Edmondo De Amicis, 1846 geboren, hat einiges von der Welt gesehen, die ihm Ende des 19. Jahrhunderts zugänglich war. Seine Beschreibungen von Marokko und Istanbul hat der Corso-Verlag bereits von Annette Kopetzki ins Deutsche übersetzen lassen. Ebenso den Band „Auf dem Meer“, der schon zeigt, was den Schriftsteller De Amicis auszeichnet: Er kommt Menschen nahe. Auf dem Meer bangten damals wie heute Emigranten um ihre Zukunft. De Amicis hat die Auswanderer seiner Zeit von Genua nach Montevideo, der Hauptstadt von Uruguay, begleitet.

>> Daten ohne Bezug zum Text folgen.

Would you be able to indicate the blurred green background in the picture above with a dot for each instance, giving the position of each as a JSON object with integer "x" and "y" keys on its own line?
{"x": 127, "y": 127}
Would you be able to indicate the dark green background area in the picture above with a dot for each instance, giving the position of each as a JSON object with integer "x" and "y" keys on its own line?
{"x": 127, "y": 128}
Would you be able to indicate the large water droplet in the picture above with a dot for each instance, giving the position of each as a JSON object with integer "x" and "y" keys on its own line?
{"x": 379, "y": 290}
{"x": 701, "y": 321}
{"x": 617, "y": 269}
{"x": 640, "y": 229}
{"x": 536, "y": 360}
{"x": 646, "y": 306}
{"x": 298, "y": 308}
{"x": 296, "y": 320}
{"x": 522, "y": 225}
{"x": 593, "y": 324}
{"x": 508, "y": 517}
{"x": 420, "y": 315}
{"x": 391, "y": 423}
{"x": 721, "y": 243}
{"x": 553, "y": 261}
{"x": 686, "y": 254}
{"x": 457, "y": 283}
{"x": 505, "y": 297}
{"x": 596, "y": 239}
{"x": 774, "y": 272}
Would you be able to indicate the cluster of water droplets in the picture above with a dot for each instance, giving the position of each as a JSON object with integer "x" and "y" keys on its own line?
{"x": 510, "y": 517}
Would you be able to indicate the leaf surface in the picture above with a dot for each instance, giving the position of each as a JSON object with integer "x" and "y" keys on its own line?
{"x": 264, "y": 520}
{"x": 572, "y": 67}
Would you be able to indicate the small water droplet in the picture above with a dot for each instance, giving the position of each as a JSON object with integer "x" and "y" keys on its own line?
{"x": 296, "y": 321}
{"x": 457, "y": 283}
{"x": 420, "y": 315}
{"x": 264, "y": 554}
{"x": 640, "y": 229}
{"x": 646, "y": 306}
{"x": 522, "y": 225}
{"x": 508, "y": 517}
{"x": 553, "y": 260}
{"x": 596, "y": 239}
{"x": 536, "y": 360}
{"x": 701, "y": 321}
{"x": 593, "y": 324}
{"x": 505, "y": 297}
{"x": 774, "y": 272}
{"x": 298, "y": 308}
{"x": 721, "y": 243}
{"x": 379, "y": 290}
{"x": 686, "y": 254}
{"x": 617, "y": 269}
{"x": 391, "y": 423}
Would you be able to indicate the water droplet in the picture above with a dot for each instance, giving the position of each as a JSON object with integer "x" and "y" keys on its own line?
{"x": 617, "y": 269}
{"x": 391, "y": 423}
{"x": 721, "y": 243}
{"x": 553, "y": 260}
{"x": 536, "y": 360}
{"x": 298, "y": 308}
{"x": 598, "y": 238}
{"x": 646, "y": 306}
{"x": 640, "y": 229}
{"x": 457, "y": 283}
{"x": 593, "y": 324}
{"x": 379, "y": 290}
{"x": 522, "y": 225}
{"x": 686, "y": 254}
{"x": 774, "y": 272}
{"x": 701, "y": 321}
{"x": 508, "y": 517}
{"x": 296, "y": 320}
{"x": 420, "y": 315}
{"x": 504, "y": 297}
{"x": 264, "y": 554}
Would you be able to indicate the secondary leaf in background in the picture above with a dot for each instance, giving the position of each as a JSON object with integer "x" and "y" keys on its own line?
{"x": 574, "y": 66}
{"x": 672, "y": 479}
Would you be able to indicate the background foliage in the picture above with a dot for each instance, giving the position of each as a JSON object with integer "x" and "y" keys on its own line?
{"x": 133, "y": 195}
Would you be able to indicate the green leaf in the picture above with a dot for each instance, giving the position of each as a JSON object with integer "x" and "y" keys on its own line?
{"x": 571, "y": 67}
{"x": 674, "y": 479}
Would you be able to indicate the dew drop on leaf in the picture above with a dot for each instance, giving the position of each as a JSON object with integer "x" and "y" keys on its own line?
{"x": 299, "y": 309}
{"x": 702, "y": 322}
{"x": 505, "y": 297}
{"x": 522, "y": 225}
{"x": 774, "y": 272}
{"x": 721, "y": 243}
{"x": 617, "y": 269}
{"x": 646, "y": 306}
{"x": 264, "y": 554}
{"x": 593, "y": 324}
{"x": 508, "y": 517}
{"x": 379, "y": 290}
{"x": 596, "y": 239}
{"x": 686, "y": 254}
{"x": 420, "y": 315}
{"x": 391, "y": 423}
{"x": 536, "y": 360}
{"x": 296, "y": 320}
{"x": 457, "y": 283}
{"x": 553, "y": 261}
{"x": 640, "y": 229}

Aber was, um Himmels Willen, hat ihn getrieben, nach Holland zu reisen? In dieses Land, bei dem man nicht sagen könne, ob es „eher zum Festland als zum Meer gehört“ und in dem die Menschen einem Putzwahn verfallen zu sein scheinen, was er in aller Ausführlichkeit und mit Genuss beschreibt. „Wer zum ersten Mal eine Karte von Holland sieht, wundert sich, dass es ein solches Land überhaupt geben kann … Hier scheinen nur Biber und Robben leben zu können.“ Aber wahrscheinlich haben gerade die Wildheit der Natur und der Wille der Bewohner, diese zu erobern und gegen allen Unbill und Schmutz zu verteidigen, sein Interesse geweckt.

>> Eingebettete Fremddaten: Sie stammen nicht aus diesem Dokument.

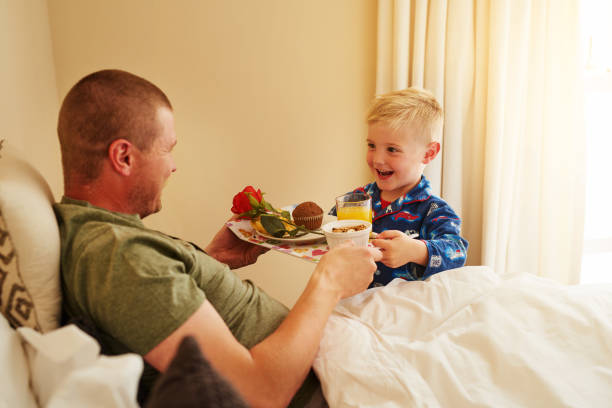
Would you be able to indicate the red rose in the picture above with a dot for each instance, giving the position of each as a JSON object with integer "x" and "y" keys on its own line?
{"x": 241, "y": 202}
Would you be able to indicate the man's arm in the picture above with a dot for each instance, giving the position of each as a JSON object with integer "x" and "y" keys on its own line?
{"x": 227, "y": 248}
{"x": 269, "y": 374}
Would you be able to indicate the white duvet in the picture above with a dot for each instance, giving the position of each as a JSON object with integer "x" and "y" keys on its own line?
{"x": 469, "y": 337}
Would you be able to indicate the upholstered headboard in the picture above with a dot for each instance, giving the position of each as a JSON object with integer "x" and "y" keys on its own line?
{"x": 29, "y": 246}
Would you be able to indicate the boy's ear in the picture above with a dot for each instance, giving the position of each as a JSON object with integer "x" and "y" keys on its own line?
{"x": 432, "y": 151}
{"x": 121, "y": 156}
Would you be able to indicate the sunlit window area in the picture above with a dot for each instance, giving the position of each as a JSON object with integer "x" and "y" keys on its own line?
{"x": 597, "y": 36}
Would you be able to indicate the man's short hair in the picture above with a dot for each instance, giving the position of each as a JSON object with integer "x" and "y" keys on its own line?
{"x": 101, "y": 108}
{"x": 408, "y": 107}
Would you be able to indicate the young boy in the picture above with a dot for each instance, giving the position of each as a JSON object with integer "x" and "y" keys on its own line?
{"x": 403, "y": 136}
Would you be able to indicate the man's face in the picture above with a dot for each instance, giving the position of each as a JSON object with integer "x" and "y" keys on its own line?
{"x": 395, "y": 159}
{"x": 154, "y": 167}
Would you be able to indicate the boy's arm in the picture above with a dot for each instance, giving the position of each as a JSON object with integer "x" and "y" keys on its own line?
{"x": 441, "y": 230}
{"x": 440, "y": 247}
{"x": 398, "y": 249}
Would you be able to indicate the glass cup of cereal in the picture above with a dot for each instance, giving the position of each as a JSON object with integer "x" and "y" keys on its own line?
{"x": 354, "y": 206}
{"x": 337, "y": 232}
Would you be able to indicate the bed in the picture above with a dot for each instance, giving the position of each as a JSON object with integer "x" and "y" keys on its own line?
{"x": 469, "y": 337}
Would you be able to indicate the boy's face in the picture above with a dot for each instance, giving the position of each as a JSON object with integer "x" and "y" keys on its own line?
{"x": 397, "y": 158}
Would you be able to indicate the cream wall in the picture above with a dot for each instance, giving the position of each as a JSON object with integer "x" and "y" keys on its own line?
{"x": 270, "y": 93}
{"x": 29, "y": 102}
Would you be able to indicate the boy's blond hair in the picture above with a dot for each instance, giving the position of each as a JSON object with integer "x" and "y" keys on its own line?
{"x": 408, "y": 107}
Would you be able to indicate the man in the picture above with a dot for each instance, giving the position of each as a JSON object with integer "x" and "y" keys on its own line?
{"x": 146, "y": 291}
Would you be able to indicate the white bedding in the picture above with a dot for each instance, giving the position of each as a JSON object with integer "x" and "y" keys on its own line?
{"x": 469, "y": 337}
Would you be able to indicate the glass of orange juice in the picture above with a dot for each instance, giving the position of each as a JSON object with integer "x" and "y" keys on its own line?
{"x": 354, "y": 206}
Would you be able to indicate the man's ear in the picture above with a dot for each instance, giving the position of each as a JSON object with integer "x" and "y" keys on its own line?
{"x": 432, "y": 151}
{"x": 121, "y": 156}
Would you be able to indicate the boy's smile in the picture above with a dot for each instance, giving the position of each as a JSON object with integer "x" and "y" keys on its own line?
{"x": 397, "y": 158}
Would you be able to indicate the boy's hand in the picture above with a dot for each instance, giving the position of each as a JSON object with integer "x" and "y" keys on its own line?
{"x": 398, "y": 249}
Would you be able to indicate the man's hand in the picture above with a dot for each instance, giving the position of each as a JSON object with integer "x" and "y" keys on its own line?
{"x": 398, "y": 249}
{"x": 227, "y": 248}
{"x": 347, "y": 269}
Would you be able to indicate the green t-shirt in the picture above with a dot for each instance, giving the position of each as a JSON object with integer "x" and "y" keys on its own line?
{"x": 137, "y": 285}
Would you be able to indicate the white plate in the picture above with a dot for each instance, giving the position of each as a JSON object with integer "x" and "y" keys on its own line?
{"x": 309, "y": 238}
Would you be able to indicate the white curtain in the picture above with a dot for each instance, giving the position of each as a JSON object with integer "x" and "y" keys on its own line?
{"x": 508, "y": 74}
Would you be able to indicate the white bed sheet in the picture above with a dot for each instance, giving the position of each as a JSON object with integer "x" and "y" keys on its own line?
{"x": 469, "y": 337}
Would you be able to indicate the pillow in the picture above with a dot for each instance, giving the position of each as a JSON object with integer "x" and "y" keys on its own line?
{"x": 67, "y": 371}
{"x": 15, "y": 384}
{"x": 191, "y": 382}
{"x": 29, "y": 243}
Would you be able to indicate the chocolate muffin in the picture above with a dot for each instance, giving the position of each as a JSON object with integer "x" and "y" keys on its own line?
{"x": 308, "y": 214}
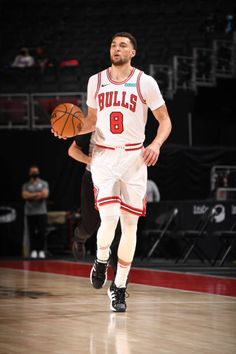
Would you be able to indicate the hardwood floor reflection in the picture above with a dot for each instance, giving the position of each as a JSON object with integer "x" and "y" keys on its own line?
{"x": 52, "y": 313}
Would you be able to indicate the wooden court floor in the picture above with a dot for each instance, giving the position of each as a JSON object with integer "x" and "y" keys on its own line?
{"x": 42, "y": 312}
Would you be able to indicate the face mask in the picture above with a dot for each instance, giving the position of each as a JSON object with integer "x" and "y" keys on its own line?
{"x": 34, "y": 175}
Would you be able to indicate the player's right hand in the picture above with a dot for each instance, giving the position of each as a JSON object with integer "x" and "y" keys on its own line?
{"x": 56, "y": 135}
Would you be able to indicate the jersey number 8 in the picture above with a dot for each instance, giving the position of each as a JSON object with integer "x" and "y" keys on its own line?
{"x": 116, "y": 122}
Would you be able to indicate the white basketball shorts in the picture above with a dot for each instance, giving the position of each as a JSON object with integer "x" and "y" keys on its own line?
{"x": 120, "y": 179}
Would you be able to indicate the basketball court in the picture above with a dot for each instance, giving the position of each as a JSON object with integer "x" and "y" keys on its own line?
{"x": 49, "y": 306}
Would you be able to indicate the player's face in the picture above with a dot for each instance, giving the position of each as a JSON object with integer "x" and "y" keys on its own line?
{"x": 121, "y": 51}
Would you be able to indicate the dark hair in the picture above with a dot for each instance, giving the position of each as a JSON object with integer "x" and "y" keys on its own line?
{"x": 127, "y": 35}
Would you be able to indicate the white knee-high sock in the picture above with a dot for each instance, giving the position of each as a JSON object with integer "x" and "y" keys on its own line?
{"x": 126, "y": 248}
{"x": 105, "y": 236}
{"x": 122, "y": 275}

Edmondo De Amicis arbeitet sich durch Städte und Dörfer, er bereist Zeeland, Rotterdam, Delft, Den Haag, Leiden, Haarlem, Amsterdam, Utrecht, Broek, Zaadam, Alkmaar, Den Helder, Die Zuiderzee, Friesland, Groningen und Arnheim. Und hätte er damals nur Wie-komm-ich-durchs-Land-Literatur geschrieben und einen Was-soll-ich-dabei-anschauen-Ratgeber, kein Mensch wäre auf die Idee gekommen, das Werk heute zu veröffentlichen. Doch De Amicis ist ein so aufmerksamer Betrachter der Menschen und ihrer Lebensgewohnheiten, dass man durch die Lektüre seiner Berichte heute noch etwas über das Land lernt. Und er kann so amüsant erzählen, dass man das mit kolorierten Postkarten auch noch schön gestaltete Buch nicht aus der Hand legen mag – selbst wenn man kein eingefleischter Holland-Fan ist.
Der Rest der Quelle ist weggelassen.